Stoianov, Zakhari

Stoianov, Zakhari

 

Born 1850 (according to other sources, 1851) in Medven, Sliven District; died Sept. 2, 1889, in Paris. Bulgarian writer and public figure.

A participant in the national liberation movement, Stoianov helped organize the Stara Zagora uprising of 1875 and the April uprising of 1876. In the 1880’s, as a publicist and editor of the newspapers Rabotnik (The Worker; founded 1881 in Ruse) and Borba (Struggle; founded 1885 in Plovdiv), he advocated radical democratic policies; however, he later assumed rightist views, supported the reactionary monarchy, and persecuted proponents of rapprochement with Russia.

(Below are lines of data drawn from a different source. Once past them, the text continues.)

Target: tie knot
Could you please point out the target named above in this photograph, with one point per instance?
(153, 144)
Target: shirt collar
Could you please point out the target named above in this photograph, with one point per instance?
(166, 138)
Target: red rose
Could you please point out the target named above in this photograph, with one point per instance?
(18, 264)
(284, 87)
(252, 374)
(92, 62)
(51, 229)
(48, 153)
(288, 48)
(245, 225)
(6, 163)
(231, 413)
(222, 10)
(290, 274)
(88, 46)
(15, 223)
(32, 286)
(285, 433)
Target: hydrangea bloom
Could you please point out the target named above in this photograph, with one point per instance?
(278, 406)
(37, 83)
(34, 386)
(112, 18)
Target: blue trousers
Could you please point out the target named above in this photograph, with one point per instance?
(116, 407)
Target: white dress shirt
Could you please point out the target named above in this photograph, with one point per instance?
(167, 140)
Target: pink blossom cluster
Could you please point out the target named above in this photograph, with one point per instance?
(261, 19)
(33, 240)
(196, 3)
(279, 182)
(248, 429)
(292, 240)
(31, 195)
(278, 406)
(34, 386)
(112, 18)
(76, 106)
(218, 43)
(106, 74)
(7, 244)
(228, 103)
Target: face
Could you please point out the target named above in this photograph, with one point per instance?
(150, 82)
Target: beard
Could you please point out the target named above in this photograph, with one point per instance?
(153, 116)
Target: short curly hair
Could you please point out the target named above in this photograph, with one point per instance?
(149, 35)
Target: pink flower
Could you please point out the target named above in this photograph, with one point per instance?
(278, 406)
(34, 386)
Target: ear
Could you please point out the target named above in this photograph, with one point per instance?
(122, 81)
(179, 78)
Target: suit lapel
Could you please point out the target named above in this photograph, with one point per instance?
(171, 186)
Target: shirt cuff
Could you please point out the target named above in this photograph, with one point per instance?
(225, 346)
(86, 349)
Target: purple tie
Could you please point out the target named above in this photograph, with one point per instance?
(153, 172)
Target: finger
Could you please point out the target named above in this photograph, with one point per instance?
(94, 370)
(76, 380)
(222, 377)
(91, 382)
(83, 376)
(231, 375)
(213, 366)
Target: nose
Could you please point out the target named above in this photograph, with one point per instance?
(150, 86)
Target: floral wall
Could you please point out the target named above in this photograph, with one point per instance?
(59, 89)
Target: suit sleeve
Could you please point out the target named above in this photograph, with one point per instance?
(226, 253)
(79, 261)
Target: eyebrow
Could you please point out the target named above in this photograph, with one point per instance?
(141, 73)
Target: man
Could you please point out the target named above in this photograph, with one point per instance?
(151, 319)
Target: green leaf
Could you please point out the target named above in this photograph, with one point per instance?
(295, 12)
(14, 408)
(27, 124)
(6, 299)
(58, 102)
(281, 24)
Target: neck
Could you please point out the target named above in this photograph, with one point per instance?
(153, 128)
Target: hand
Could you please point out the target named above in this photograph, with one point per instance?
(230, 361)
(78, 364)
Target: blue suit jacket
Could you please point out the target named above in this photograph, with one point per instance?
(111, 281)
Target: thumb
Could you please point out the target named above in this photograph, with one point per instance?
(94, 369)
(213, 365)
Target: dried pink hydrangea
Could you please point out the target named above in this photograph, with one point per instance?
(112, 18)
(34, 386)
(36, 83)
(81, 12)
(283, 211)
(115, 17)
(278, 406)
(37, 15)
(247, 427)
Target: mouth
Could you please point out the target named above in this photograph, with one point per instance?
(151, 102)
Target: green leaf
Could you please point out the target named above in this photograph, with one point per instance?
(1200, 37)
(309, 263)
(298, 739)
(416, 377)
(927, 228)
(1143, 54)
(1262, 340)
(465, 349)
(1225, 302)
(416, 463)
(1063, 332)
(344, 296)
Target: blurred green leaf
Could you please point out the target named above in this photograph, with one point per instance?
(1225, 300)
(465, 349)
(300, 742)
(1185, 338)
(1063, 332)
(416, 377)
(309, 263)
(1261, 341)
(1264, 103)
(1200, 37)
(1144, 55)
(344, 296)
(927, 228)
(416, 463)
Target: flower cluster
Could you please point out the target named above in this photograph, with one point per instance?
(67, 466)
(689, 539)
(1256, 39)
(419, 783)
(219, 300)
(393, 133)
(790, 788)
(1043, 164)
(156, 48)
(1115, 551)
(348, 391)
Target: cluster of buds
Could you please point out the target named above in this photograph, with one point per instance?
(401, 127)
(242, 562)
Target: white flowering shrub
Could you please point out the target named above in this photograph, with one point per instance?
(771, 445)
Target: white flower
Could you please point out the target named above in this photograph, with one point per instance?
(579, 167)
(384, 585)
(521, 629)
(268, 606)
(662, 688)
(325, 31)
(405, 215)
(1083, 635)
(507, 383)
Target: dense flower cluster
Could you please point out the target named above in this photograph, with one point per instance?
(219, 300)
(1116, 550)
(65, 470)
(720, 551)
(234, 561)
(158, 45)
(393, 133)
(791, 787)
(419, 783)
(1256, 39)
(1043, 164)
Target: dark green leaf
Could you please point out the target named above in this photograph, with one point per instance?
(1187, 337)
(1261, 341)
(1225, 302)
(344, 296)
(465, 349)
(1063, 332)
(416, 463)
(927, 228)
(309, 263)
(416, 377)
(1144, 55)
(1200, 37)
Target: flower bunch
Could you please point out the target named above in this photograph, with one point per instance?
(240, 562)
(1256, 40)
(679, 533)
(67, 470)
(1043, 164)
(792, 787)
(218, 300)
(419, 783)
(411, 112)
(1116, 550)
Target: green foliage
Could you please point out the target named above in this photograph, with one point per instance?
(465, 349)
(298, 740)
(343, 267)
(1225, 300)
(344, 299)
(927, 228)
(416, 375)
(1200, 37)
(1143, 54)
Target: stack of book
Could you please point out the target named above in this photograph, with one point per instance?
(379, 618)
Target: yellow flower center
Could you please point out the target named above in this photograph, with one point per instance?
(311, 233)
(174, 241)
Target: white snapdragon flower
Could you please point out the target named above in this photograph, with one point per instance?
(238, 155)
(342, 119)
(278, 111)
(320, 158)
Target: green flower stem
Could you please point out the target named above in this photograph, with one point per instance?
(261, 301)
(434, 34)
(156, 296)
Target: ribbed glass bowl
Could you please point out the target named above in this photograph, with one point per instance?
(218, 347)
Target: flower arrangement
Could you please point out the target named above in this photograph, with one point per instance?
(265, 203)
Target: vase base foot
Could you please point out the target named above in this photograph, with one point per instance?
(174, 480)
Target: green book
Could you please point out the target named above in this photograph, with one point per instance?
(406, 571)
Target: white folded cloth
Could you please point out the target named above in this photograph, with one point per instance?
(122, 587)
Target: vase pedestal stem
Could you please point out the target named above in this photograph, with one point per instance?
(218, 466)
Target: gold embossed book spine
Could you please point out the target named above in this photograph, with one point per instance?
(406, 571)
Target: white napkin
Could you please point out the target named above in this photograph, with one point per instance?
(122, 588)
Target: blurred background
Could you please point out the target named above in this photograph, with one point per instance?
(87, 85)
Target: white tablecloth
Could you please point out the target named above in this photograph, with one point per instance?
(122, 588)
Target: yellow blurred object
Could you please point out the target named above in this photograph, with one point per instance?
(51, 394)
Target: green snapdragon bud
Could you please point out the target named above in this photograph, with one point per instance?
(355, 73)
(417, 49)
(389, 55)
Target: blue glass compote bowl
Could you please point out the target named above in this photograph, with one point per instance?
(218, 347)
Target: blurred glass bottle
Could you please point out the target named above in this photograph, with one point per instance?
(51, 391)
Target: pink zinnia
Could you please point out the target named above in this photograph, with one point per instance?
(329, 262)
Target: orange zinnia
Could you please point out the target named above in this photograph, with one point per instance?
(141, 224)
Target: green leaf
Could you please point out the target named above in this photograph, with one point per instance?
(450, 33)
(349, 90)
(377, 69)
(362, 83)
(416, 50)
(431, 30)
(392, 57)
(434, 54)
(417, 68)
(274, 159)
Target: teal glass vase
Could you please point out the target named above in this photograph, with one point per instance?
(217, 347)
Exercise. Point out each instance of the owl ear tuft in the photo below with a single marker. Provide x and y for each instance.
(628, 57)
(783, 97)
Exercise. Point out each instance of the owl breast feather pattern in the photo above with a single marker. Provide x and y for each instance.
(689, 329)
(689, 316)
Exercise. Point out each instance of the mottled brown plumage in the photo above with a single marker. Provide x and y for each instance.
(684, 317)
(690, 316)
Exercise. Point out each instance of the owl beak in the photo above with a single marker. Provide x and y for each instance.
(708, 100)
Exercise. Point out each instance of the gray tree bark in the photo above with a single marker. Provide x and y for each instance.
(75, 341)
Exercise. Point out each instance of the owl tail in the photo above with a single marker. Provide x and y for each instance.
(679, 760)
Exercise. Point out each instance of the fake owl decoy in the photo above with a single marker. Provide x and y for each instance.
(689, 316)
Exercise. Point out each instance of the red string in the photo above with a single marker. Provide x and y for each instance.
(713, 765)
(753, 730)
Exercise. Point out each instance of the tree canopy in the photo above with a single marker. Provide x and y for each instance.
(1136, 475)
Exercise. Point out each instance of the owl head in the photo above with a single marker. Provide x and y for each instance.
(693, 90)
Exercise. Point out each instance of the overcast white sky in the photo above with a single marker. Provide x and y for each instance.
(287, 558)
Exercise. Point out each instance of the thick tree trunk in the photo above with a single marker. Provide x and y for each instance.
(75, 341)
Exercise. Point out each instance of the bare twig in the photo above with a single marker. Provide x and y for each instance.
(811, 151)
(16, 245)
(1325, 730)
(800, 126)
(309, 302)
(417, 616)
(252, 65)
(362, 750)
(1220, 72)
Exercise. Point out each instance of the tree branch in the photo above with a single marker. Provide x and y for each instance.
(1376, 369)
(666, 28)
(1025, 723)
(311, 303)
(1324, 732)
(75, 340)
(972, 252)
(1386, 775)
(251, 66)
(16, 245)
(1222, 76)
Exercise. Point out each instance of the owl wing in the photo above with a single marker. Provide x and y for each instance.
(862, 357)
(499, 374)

Stoianov began writing in 1880. He is the author of definitive biographies of V. Levki (1883), L. Karavelov (1885), and Kh. Botev (1889). He also wrote a definitive biography of the leaders of Bulgarian insurrectionist detachments; Character Sketches of Fillip Totiu, Khadzhi Dimitr, and Stefan Karadzha in Bulgaria (1885). In his Notes on the Bulgarian Uprisings (vols. 1–3, 1884–92; Russian translation, 1953), Stoianov interpreted historical events in a manner reminiscent of artistic depictions of the age. Stoianov’s memoirs were an important stage in the development of Bulgarian realist prose.

WORKS

Suchineniia, vols. 1–3. Sofia, 1965–66.

REFERENCES

Ocherki islorii bolgarskoi literatury XIX–XX w. Moscow, 1959.
Konstantinov, G. Pisateli realisti. [Book 1.] Sofia, 1956.